Anyways, yeah it's all about the 3 ALUs and a decent scheduler. Something the P4 does not have.

Tom

--
Someday, I'll have a real sig.
Re:Why? by Wanderer2 · 2004-01-22 14:16 · Score: 5, Interesting

Why not just dump MHZ as a rating altogether?

Didn't AMD try to organise this and recently concede it wasn't going to happen?

As long as any metric favours one particular manufacturer, the rest will try to replace it with a new one. The result will be more FUD and ore confused users ("I've finally worked out what GHz are and you tell me I have to look at the number of flops?!?")

</Pessimist>

--
I say we take-off and slashdot the site from orbit... it's the only way to be sure
Re:I guess the home market rules... by tomstdenis · 2004-01-22 15:20 · Score: 5, Interesting

It isn't just branches though. For example, a 32x32=>64 multiplication on the P4 can take upto 14 cycles [iirc] whereas on the Athlon it's 6-cycles. So for example,

MUL EAX,EBX [DIMMMM]
ADD ECX,EAX [_D___IE]

So in total takes seven cycles.

The same code on the P4 would take at least 15 cycles. What's worse is consider

MUL EAX,EBX [DIMMMM_]
ADD ECX,EBX [_DIE___]
INC ESI [_DIE___]
DEC EBP [__DIE__]
ADD EBX,EDX [__D__IE]

Again this takes seven cycles. Specially since instruction 1 and 2 can go start in cycle two in pipes 1/2.

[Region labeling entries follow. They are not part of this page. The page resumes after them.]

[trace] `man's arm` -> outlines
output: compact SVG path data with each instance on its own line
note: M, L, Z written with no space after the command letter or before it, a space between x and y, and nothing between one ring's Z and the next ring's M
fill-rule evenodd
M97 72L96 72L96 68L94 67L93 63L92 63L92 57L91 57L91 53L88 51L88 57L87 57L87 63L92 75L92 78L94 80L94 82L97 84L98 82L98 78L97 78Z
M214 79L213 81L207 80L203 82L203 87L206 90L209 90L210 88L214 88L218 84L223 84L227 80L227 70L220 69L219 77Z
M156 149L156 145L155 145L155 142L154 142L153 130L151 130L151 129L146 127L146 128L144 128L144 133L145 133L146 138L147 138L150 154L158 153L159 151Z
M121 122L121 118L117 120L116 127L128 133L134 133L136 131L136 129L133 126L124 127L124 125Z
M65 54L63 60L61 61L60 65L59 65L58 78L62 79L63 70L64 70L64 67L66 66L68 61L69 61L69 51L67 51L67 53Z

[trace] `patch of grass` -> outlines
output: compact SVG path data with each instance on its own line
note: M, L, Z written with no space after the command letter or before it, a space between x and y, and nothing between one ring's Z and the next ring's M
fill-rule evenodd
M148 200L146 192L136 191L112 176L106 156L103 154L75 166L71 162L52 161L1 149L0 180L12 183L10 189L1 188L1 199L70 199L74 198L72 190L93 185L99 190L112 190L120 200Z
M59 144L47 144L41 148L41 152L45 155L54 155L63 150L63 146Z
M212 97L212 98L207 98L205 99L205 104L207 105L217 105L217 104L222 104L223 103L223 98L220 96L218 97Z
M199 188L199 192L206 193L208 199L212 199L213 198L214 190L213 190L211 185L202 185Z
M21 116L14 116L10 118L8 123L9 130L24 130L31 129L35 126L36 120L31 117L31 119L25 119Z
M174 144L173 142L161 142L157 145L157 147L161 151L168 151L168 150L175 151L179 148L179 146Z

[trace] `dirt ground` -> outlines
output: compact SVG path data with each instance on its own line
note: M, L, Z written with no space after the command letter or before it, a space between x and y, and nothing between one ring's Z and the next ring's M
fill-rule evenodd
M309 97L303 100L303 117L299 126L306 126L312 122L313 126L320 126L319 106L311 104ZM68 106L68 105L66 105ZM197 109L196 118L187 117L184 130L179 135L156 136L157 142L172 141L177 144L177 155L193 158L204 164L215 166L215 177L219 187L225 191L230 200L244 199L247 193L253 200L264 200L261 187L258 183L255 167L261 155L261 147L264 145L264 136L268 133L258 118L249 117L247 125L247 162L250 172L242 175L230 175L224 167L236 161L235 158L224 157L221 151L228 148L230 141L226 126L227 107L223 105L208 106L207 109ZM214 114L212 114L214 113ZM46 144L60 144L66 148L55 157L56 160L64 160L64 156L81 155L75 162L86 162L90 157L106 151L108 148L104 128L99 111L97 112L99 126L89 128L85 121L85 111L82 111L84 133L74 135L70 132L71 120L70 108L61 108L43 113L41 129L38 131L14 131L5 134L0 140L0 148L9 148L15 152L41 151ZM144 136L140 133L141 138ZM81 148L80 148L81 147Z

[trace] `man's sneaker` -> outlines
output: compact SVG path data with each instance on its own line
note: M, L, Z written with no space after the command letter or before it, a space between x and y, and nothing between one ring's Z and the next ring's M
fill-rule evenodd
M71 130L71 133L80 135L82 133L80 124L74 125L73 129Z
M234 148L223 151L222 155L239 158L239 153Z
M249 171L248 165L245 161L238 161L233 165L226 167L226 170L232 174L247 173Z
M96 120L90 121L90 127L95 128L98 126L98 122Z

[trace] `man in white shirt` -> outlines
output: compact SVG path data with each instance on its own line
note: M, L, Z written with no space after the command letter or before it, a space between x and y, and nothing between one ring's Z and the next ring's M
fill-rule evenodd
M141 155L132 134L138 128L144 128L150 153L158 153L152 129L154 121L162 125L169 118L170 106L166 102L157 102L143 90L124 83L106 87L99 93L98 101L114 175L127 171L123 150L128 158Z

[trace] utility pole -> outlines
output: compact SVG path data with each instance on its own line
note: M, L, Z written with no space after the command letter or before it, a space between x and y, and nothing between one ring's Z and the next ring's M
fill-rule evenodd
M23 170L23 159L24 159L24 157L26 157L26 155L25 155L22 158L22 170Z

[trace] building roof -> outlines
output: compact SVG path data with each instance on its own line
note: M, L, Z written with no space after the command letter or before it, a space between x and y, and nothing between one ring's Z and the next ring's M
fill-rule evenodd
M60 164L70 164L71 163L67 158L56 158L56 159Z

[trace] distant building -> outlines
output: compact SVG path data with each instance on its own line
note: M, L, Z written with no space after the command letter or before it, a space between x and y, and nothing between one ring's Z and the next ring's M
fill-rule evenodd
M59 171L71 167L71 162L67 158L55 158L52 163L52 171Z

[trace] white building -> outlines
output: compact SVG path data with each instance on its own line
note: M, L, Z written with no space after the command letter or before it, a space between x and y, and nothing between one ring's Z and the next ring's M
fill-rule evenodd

Compare that to the P4 which only has two ALU pipes [one of which is now stalled for 14 cycles for the MUL to finish].

Tom

--
Someday, I'll have a real sig.
More details on Intel's processor by rice_burners_suck · 2004-01-22 17:31 · Score: 5, Funny
Intel today announced its new 1024-hexabit microprocessor architecture technology. Named the Quantium, Intel's new processor core boasts powerful new technologies which will enable governments to better manage the rights (or lack thereof) of their subjects.
The Quantium has the following new features:
- Intel (r) LightSpeed (tm) technology breaks the processing pipeline into 299,792,458 discreet steps. As there is no internal clock within the processor, all operations occur at the speed of light. Hence, one "cycle" represents the absolute cosmic measure unit of time and all operations occur in one cycle. While this will not increase the processor's performance--indeed, it will pale in comparison to that of the ancient 80286 processor of old folklore--the faster internal clock speed is expected to increase Intel's sales by 0.000001% within 180 quarters.
- Intel (r) SingleAtom (tm) technology squeezes the entire processor into a single atom by modifying the universe at the M-theory level. Individual strings compose modified quarks and other subatomic structures, which combine to form a very heavy atom, one with approximately the same weight as 1 million protons. As the matter is extremely dense, the radioactive decay, combined with the gravity generated by itself causes the configuration of the subatomic particles to remain bonded at the subatomic level while realigning a nearly infinite number of times every second. This realignment constitutes the execution of instructions within the SingleAtom (tm) processor.
- 893,378,665,113 new operations have been added since the previous model, bringing the new total to over 18 googleplexes of instructions. All SCO intellectual property can be programmed in a single instruction, increasing SCO revenues. Corporations will have to pay $799 per processor instruction executed, or face serious legal action.
- RAM has been depreciated. 4 billion exabytes of internal general-use registers allow software to make more efficient data access, providing a more compelling Internet experience over a 28k modem connection.
Re:I guess the home market rules... by gjm11 · 2004-01-22 22:49 · Score: 5, Funny

"DIMMMM / DIE / DIE / DIE / D_IE" ... You aren't an employee of Rambus Inc. by any chance?